At Zynga, a very strict and rigid control system was utilized that focused on the bottom line over
employee health, welfare, and satisfaction. Zynga, known for FarmVille and CityVille, employed a CEO,
Mark Pincus, who thrived under authoritarian watch over his employees, utilizing top-down management
strategies to increase employee productivity.

Former employees began expressing concerns regarding the culture and how a negative culture may
prohibit growth and employee retention, specifically from higher level software engineers and computer
programmers. The external perception of Zynga was much different than the internal perception, which
focused on data-driven decision-making and metrics to make decisions regarding employee performance.

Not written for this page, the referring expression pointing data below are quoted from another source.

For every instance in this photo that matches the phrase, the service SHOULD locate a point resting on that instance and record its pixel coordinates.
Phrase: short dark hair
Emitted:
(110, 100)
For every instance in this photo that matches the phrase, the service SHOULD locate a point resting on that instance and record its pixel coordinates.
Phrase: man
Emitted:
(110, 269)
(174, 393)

Despite the culture struggles, Zynga was regarded as a highly successful company. However, other
companies were looking to attract some of Zynga’s talent who may not fit with the employee culture,
after the initial public offering, as many of the employees who had stock or company options would more
than likely wait until the IPO to pursue other lines of employment.

Analysis

This case introduces many of the HR concepts that are discussed throughout this text including employee
motivation, organizational culture, ethics, employee retention, compensation, and employee management.
Because this is the case for the first chapter of the text, the instructor may wish to refer to Exhibit 1–3
The Practitioner’s Model for HRM to reference all of the topics which could be discussed in this case
study.

For students who have not taken introductory business courses, it may be necessary for the instructor to
discuss start-up companies and how IPOs are executed and the purpose of stock and employee options.


Questions

1. Imagine you are the new HR director at Zynga. What do you think you might do in this situation to
limit the potential loss of a large number of very talented employees?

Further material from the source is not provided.